Published on 15/04/2021

On April 12, 2021, the City of Toronto announced its plans to consult on the future of multi-tenant houses (traditionally called rooming houses) in Toronto. That’s good news!

Since Toronto’s amalgamation in 1998, multi-tenant houses have operated in a sort of regulatory limbo. They are legal and regulated in the old City of Toronto, illegal altogether in East York, Scarborough, and North York, legal but unregulated in parts of York, and regulated and permitted in small pockets of Etobicoke.
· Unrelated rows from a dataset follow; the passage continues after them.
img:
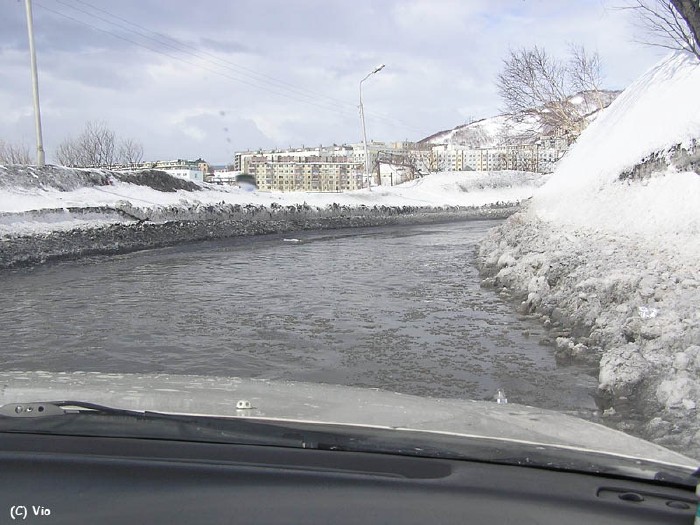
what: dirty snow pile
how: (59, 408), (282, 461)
(0, 165), (546, 235)
(479, 53), (700, 458)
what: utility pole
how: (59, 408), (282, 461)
(24, 0), (44, 168)
(360, 64), (384, 191)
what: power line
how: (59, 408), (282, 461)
(35, 0), (423, 137)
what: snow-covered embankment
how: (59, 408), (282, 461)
(0, 166), (543, 268)
(479, 53), (700, 458)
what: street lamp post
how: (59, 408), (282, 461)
(24, 0), (44, 168)
(360, 64), (384, 191)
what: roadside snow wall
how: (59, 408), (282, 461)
(478, 53), (700, 458)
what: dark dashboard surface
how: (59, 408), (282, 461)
(0, 433), (696, 524)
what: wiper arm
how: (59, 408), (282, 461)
(0, 401), (145, 418)
(0, 401), (348, 450)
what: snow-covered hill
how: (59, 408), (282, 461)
(420, 91), (620, 148)
(480, 52), (700, 458)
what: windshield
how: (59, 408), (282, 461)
(0, 0), (700, 478)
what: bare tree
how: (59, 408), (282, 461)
(623, 0), (700, 59)
(496, 46), (602, 135)
(56, 122), (143, 167)
(0, 140), (32, 164)
(117, 139), (143, 166)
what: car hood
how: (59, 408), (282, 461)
(0, 372), (697, 472)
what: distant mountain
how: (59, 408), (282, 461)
(420, 90), (621, 148)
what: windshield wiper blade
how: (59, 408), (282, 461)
(0, 401), (346, 448)
(0, 401), (144, 418)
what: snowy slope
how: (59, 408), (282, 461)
(479, 52), (700, 459)
(0, 166), (546, 235)
(421, 91), (620, 148)
(533, 53), (700, 257)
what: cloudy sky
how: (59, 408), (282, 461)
(0, 0), (665, 164)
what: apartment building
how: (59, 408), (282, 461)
(233, 142), (394, 192)
(246, 155), (364, 192)
(431, 137), (569, 173)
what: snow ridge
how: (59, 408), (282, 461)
(478, 52), (700, 458)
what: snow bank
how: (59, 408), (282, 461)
(479, 53), (700, 458)
(533, 53), (700, 258)
(0, 166), (545, 236)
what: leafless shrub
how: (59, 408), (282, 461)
(117, 139), (143, 166)
(496, 46), (603, 134)
(623, 0), (700, 59)
(56, 122), (143, 167)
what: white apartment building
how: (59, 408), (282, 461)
(431, 137), (568, 173)
(233, 142), (391, 192)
The City has come forward with a welcome proposal for a unified regulatory regime, where multi-tenant houses will be permitted in every residential zone in Toronto. The proposal recognizes that multi-tenant houses are dwindling in downtown neighbourhoods such as the Annex, Parkdale, and Riverdale, where large houses are converted to high-end single-family homes. Newcomers, students, and low-income singles are now more likely to live in the many inner-suburban houses that feature full high-and-dry basements or the spacious houses near university campuses.

However, because many of these houses are deemed illegal, the tenants living there cannot exercise their human right to a safe, well-run home. Instead, they must “keep their heads down,” afraid to make an official complaint for fear the house will be shut down and both they and their housemates will lose their homes.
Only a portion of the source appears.